PRIMO PIANO – SPECIALE TERREMOTO / Larga parte del territorio è a rischio. Ma le norme antisismiche vengono rinviate.
Oltre metà del nostro territorio a rischio sismico, quasi 40 milioni di italiani che devono convivere con la possibilità di affrontare un terremoto. I dati del Servizio sismico nazionale fotografano una realtà allarmante: sono 4.610 i comuni in zona sismica e 80 mila gli edifici pubblici vulnerabili: caserme, scuole, ospedali, uffici e quant’altro.
D’altra parte, le immagini che arrivano dall’Abruzzo sono la drammatica prova di come sia fragile il nostro Paese. E questa fragilità è stata anche misurata: di fronte a un terremoto di elevata intensità “circa il 20 per cento degli edifici nelle zone più a rischio del territorio italiano potrebbero subire danni strutturali”.
Dove in Italia la terra tende a tremare, quindi, un edificio su cinque è a rischio, “soprattutto nel Centro-Sud”. Lo rivela a ‘L’espresso’ Rui Pinho, ricercatore dell’Eucentre, il più autorevole istituto italiano di sicurezza antisismica. “I dati raccolti dalla Protezione civile, dall’Irpinia del 1980 al Molise del 2002, hanno evidenziato danni a circa il 30 per cento degli edifici delle zone terremotate”. E i più colpiti sono sempre quelli in muratura, “maggiormente vulnerabili rispetto a quelli in cemento armato, che invece dell’insieme degli edifici danneggiati rappresentano solo il 10 per cento”.
Eppure, come nota Fabrizio Galadini, direttore della sezione milanese dell’Istituto nazionale di geofisica e vulcanologia (dove la sismologia si applica all’ingegneria) a volte non è proprio colpa della natura: “Un terremoto come questo, in Giappone, avrebbe avuto effetti modesti. E va bene i ruderi”, prosegue, “ma sorprendono i casi di danni che coinvolgono il cemento armato.
Ad esempio, nell’ottobre del ’97 a Fellano, dopo il terremoto di Colfiorito, ho visto i tondini venir fuori dai pilastri, non legati. Siamo noi a rendere fragili le case”. La fragilità dei nostri edifici, secondo alcuni esperti, ci avvicina molto di più ai livelli della Grecia o della Turchia che a quelli del Giappone e della California, paesi che con la terra che trema sono capaci di convivere.

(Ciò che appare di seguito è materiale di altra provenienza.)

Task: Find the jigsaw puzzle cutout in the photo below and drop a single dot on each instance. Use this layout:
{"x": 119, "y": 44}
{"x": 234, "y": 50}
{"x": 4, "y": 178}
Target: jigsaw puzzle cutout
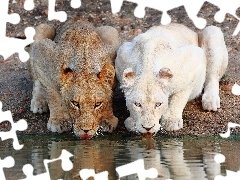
{"x": 21, "y": 125}
{"x": 230, "y": 125}
{"x": 7, "y": 162}
{"x": 87, "y": 173}
{"x": 8, "y": 46}
{"x": 137, "y": 167}
{"x": 66, "y": 164}
{"x": 230, "y": 175}
{"x": 192, "y": 9}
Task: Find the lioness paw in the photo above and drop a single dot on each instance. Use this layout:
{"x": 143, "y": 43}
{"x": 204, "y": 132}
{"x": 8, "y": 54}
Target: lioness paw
{"x": 172, "y": 125}
{"x": 210, "y": 101}
{"x": 108, "y": 125}
{"x": 39, "y": 104}
{"x": 56, "y": 125}
{"x": 130, "y": 124}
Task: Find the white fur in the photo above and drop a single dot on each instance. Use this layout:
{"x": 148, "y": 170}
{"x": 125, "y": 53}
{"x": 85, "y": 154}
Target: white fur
{"x": 169, "y": 65}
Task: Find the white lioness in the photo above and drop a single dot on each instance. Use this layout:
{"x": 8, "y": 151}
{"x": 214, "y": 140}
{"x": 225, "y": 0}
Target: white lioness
{"x": 164, "y": 68}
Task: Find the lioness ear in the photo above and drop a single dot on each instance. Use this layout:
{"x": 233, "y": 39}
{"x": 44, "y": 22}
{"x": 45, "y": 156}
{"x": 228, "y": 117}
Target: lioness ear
{"x": 107, "y": 74}
{"x": 128, "y": 77}
{"x": 165, "y": 75}
{"x": 66, "y": 73}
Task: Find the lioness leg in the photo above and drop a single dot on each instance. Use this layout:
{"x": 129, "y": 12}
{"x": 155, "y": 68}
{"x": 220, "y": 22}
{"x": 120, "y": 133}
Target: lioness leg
{"x": 59, "y": 120}
{"x": 38, "y": 102}
{"x": 172, "y": 119}
{"x": 212, "y": 41}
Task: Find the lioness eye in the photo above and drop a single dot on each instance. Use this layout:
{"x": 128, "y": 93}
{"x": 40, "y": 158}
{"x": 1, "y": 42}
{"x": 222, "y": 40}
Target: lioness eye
{"x": 158, "y": 104}
{"x": 98, "y": 104}
{"x": 76, "y": 104}
{"x": 137, "y": 104}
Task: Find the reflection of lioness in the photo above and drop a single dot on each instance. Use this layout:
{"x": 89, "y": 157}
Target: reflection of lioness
{"x": 74, "y": 75}
{"x": 164, "y": 68}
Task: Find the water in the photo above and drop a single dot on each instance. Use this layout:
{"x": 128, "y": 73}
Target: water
{"x": 183, "y": 158}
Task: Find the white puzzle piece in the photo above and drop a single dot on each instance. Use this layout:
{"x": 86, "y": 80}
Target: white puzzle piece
{"x": 21, "y": 125}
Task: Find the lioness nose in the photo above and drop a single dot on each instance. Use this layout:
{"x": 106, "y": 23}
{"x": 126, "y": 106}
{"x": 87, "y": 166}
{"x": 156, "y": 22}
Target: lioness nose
{"x": 86, "y": 131}
{"x": 148, "y": 129}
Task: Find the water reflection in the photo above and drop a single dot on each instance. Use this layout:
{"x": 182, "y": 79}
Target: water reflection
{"x": 173, "y": 158}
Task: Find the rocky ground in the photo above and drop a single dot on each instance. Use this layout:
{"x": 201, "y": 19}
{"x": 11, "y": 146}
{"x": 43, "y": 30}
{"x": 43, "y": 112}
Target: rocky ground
{"x": 16, "y": 86}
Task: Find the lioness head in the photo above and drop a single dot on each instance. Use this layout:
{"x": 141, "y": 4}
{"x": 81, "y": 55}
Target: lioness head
{"x": 146, "y": 99}
{"x": 77, "y": 66}
{"x": 88, "y": 99}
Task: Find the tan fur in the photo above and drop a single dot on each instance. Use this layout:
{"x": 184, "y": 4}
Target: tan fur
{"x": 74, "y": 75}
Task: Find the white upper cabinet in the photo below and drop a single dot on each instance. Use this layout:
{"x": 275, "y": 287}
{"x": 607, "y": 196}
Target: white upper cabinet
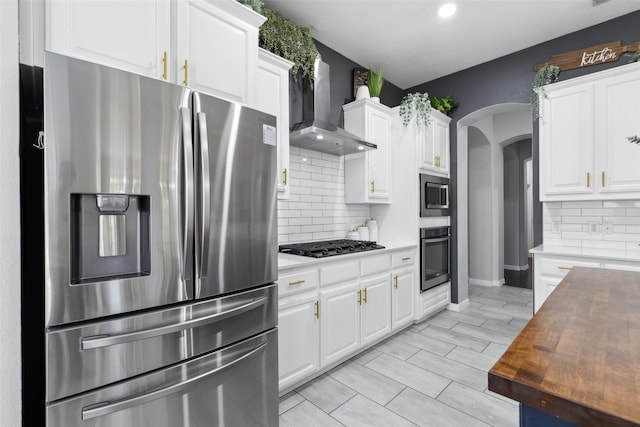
{"x": 566, "y": 142}
{"x": 129, "y": 35}
{"x": 619, "y": 118}
{"x": 368, "y": 174}
{"x": 217, "y": 47}
{"x": 434, "y": 144}
{"x": 271, "y": 95}
{"x": 584, "y": 126}
{"x": 211, "y": 46}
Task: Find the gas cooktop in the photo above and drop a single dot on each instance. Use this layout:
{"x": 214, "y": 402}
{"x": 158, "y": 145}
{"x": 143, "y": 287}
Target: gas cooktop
{"x": 326, "y": 248}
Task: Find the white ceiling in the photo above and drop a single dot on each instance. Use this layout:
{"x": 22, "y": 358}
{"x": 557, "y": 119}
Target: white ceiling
{"x": 412, "y": 45}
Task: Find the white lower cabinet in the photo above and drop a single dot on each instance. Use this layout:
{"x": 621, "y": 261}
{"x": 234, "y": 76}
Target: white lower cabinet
{"x": 299, "y": 337}
{"x": 339, "y": 322}
{"x": 402, "y": 297}
{"x": 375, "y": 308}
{"x": 330, "y": 311}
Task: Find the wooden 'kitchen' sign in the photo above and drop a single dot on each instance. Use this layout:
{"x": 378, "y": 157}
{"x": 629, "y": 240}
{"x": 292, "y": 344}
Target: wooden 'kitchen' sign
{"x": 593, "y": 55}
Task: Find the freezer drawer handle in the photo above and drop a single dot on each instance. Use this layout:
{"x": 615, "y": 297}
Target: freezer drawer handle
{"x": 205, "y": 191}
{"x": 98, "y": 341}
{"x": 106, "y": 408}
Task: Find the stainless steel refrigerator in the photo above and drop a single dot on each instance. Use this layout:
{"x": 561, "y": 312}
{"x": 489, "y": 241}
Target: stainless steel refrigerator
{"x": 160, "y": 253}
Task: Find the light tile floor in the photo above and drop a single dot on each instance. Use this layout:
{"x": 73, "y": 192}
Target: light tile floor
{"x": 432, "y": 374}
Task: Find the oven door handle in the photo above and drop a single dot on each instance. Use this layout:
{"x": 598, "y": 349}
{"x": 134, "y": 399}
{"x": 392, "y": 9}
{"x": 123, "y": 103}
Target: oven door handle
{"x": 98, "y": 341}
{"x": 428, "y": 240}
{"x": 106, "y": 408}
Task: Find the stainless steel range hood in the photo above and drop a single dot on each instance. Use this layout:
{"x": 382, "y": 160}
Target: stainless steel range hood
{"x": 315, "y": 132}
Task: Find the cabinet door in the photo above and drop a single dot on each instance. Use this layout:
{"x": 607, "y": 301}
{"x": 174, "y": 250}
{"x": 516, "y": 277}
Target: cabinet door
{"x": 339, "y": 322}
{"x": 375, "y": 308}
{"x": 427, "y": 140}
{"x": 619, "y": 160}
{"x": 379, "y": 159}
{"x": 298, "y": 338}
{"x": 442, "y": 145}
{"x": 402, "y": 297}
{"x": 566, "y": 143}
{"x": 271, "y": 95}
{"x": 221, "y": 50}
{"x": 129, "y": 35}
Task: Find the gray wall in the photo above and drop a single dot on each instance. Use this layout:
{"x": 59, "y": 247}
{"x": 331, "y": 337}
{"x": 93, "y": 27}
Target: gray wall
{"x": 480, "y": 198}
{"x": 515, "y": 251}
{"x": 342, "y": 84}
{"x": 508, "y": 79}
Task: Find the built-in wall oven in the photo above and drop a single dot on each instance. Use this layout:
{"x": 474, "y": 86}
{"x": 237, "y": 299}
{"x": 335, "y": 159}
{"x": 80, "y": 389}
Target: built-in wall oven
{"x": 434, "y": 195}
{"x": 434, "y": 256}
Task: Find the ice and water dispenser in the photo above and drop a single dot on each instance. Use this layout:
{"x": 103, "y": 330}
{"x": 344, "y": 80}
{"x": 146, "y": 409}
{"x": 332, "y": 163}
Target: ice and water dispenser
{"x": 109, "y": 237}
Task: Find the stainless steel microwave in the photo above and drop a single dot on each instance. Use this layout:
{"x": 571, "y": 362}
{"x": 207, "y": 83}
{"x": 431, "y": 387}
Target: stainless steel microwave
{"x": 434, "y": 195}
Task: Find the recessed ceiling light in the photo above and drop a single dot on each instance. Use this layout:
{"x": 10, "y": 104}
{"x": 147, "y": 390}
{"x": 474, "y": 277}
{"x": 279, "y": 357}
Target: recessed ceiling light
{"x": 447, "y": 10}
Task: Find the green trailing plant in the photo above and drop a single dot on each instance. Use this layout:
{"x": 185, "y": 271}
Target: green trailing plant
{"x": 544, "y": 76}
{"x": 292, "y": 42}
{"x": 445, "y": 105}
{"x": 417, "y": 104}
{"x": 253, "y": 4}
{"x": 375, "y": 81}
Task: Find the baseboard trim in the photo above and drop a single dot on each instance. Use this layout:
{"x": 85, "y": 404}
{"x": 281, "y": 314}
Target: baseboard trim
{"x": 480, "y": 282}
{"x": 459, "y": 306}
{"x": 516, "y": 267}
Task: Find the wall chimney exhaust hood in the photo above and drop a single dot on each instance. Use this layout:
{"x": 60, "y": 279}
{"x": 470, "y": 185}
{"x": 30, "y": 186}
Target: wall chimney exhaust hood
{"x": 315, "y": 132}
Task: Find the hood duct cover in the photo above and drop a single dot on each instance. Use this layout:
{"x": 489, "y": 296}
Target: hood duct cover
{"x": 315, "y": 132}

E nonostante ciò la politica rinvia. Le nuove norme antisismiche sono pronte dal 2005, ma la loro entrata in vigore è stata posposta di anno in anno. L’ultimo rinvio è di un mese fa: si dovrà aspettare il 30 giugno 2010 per vederle applicate. La situazione non migliora se si passa agli edifici pubblici. Secondo le stime (prudenti) di Gian Michele Calvi, presidente di Eucentre, in Italia sarebbero appunto circa 80 mila quelli a rischio. Tutti palazzi che andrebbero ristrutturati, o in alcuni casi ricostruiti da zero. Fra questi sono le scuole a rappresentare una particolare emergenza. Gli ultimi dati della Protezione civile ci dicono ùche sono 22 mila gli istituti in zona sismica, di cui 16 mila in quelle ad alto rischio. E ben 9 mila non sono stati costruiti secondo moderni criteri antisismici.
Numeri importanti, che però non hanno impedito al governo, prima del dramma abruzzese, di tagliare i fondi alla protezione civile: quest’anno si ridurranno del 18 per cento, per sfiorare un meno 30 per cento nel 2011.